なお、エア供給経路の数は4つに限られるものではなく、2つ以上であればよい。すなわち、エア供給経路毎に、複数の噴出口を設ける。従って、複数のエア供給経路から供給された気体が供給経路毎に異なる噴出口から噴出される。そして、複数のエア供給経路に対応する複数の流量計及び複数のレギュレータを設ける。複数の流量計からの測定信号に基づいて、傾きを検出する。もちろん、1つの流量計に対して複数の噴出口が設けられていても良い。すなわち、1つのエア供給経路から供給されたエアが複数の噴出口から噴出される構成としてもよい。このように、複数の研磨ヘッド用流量計24a〜24dの測定値に基づいて、目標値をフィードバック制御することにより、傾きの変動による研磨量のずれを補正することができる。なお、上記の説明では噴出口22aと噴出口22bが配列されている方向について説明したが、供給経路を3系統以上にすることによって、X方向及びY方向の傾きに対して補正することができる。
発明の実施の形態3.
本実施の形態では実施の形態2で測定した加工ヘッドの傾きを調整している。すなわち、実施の形態2では、測定した傾きに基づいて研磨量を調整したが、本実施の形態ではアクチュエータを用いて傾きを調整している。この傾き調整手段の構成について図6を用いて説明する。なお、実施の形態1及び実施の形態2で説明した構成については説明を省略する。
本実施の形態でも、実施の形態2と同様に噴出口22が4つ設けられ、それぞれの噴出口に対して、異なる供給経路で気体が供給される。本実施の形態では、傾きを調整するためのアクチュエータ43a、43bが研磨ヘッド21に対して設けられている。このアクチュエータ43a、43bは、図4で示した噴出口22a、22bに対応して設けられている。例えば、アクチュエータ43aは噴出口22aの上に設けられ、アクチュエータ43bは噴出口22bの上に設けられる。さらに、噴出口22c、22dの上にもアクチュエータ43c、43dが設けられているが、これらについては省略して図示している。従って、アクチュエータ43a〜43dは噴出口22a〜22dに対応して4つ設けられる。なお、このアクチュエータ43は、例えば、昇降機構11の一部に固定され、昇降機構11の昇降動作とともに、昇降する。複数のアクチュエータ43はそれぞれ研磨ヘッド21の上面の異なる位置に設けられている。なお、実施の形態2と同様に各供給経路の配管に対して、それぞれ、レギュレータを設けても良い。

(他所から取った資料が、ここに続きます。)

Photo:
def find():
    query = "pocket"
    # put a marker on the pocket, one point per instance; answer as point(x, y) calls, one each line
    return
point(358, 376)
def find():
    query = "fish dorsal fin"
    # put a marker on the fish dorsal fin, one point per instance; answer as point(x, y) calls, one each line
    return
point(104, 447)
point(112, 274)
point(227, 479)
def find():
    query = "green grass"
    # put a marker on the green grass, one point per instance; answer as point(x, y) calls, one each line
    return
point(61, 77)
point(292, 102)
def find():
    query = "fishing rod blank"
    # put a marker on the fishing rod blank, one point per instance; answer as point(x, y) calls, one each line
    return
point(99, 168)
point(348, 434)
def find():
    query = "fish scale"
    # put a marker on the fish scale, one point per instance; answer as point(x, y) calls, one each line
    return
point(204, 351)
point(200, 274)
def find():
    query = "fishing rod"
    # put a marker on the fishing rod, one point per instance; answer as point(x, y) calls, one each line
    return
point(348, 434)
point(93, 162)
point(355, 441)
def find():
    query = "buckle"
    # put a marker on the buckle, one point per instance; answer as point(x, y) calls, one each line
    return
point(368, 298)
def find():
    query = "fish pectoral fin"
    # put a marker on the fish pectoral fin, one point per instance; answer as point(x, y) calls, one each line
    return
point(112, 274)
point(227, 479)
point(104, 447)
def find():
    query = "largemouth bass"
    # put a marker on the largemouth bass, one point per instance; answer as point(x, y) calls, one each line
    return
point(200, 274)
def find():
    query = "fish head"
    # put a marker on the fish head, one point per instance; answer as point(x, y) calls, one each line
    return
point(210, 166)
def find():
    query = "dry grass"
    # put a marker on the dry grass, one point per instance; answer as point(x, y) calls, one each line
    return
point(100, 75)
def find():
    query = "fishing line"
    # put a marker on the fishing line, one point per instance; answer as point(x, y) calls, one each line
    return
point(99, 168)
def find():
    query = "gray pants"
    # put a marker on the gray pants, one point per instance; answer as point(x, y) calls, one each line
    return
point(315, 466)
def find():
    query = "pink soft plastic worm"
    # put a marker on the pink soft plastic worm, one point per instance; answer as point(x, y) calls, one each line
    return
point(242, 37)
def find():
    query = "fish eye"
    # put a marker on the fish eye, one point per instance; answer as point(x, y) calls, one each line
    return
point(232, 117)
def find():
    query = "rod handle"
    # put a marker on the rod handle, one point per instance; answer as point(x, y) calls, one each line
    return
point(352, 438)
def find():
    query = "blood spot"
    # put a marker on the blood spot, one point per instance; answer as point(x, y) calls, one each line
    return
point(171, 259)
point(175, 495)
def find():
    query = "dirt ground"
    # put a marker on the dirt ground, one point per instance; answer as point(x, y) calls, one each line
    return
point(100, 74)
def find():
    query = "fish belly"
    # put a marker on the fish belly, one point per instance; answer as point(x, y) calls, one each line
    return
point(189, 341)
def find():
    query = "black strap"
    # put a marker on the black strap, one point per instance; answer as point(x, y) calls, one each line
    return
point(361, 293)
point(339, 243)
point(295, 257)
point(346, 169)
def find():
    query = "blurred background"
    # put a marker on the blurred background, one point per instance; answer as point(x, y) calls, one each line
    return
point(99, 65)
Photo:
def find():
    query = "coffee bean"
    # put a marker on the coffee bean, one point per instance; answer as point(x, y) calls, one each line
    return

アクチュエータ43は、処理装置12からの信号によって伸縮し、研磨ヘッド21に対して鉛直方向の力を与える。例えば、アクチュエータ43a、43bが伸長すると、研磨ヘッド21に対して鉛直下方に力を加わる。また、アクチュエータ43a、43bが短縮すると、研磨ヘッド21には、鉛直上方に力が加わる。そして、アクチュエータ43の伸縮距離に応じて加わる力の大きさが変化する。ここで、複数のアクチュエータ43は研磨ヘッド21の異なる位置に配設されている。従って、アクチュエータ43により研磨ヘッド21に与えられる力を独立して制御することによって、傾きを調整することができる。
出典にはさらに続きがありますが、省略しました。